International Political Sociology
- Discipline: International relations
- Language: English
- Edited by: Debbie Lisle Roxanne Doty Vicki Squire Alex Hall

Publication details
- History: 2007-present
- Publisher: Oxford University Press for the International Studies Association
- Frequency: Quarterly
- Impact factor: 2.438 (2020)

Standard abbreviations
- ISO 4: Int. Polit. Sociol.
- NLM: Int Political Sociol

Indexing
- ISSN: 1749-5679 (print) 1749-5687 (web)
- LCCN: 2007242154
- OCLC no.: 85852647

Links
- Journal homepage; Online access;

= International Political Sociology (journal) =

International Political Sociology is a peer-reviewed academic journal. Its aim is to publish and disseminate world-leading research that critically explores the problems of the modern international. It welcomes analyses of local, global and international transformations that challenge statist understandings of our world, and encourages research that creatively re-works the constitutive dichotomies holding our world together (e.g. state and society, national and international, social and political). It also seeks to develop the already established connections between International Relations (IR), Politics and Sociology by fostering transdisciplinary collaborations between scholars in other disciplines who are critically interrogating the international sphere (e.g. Human Geographers, Anthropologists, and Political Theorists). Finally, it seeks to broaden the community that engages with international studies beyond the usual circuits of North American and European scholarship so as to better reflect the diverse populations constituting the global realm.

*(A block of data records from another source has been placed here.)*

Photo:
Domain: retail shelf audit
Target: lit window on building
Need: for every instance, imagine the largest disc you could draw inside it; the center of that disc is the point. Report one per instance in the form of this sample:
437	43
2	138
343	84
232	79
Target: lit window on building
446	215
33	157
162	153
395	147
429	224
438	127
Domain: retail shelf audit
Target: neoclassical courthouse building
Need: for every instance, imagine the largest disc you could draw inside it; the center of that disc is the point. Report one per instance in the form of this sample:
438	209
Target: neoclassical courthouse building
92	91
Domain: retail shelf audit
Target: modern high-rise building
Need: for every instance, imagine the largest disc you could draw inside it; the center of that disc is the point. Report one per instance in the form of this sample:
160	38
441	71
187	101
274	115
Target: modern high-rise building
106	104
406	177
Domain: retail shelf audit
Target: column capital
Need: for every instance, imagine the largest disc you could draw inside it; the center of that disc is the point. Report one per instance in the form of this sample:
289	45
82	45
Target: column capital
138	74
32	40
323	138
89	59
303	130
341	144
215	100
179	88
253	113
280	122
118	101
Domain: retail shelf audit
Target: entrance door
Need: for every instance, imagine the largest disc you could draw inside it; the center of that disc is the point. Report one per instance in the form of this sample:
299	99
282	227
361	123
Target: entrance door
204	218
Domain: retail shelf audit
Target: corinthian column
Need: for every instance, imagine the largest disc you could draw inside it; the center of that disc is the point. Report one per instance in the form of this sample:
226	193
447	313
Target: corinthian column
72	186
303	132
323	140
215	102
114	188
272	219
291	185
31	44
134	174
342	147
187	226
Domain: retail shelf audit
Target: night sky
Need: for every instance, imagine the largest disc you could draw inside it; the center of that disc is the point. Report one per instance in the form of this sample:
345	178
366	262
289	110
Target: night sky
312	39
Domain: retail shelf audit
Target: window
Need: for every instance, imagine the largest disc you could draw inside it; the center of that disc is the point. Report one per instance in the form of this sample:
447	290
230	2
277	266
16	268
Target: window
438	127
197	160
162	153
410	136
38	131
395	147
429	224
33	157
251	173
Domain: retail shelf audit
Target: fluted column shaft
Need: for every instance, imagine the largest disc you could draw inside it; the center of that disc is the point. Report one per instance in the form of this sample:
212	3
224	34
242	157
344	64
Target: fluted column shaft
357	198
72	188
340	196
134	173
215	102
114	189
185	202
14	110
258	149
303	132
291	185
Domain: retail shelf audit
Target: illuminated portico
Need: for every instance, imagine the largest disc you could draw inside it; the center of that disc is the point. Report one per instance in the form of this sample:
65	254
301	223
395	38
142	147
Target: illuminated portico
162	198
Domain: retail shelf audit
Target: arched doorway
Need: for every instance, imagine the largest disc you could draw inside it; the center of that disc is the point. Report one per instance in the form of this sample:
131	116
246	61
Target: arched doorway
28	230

It attempts to promote interaction between international relations scholars and disciplines such as sociology. Past editors-in-chief have been Didier Bigo and R.B.J. Walker, Jef Huysmans and João Pontes Nogueira. Since 2017, the Editor-in-Chief is Debbie Lisle with Co-Editors Vicki Squire, Roxanne Doty and Alex Hall.

According to the Journal Citation Reports, the journal has a 2016 impact factor of 1.952, ranking it 37th out of 165 journals in the category "Political Science" and 23rd out of 143 in the category "Sociology".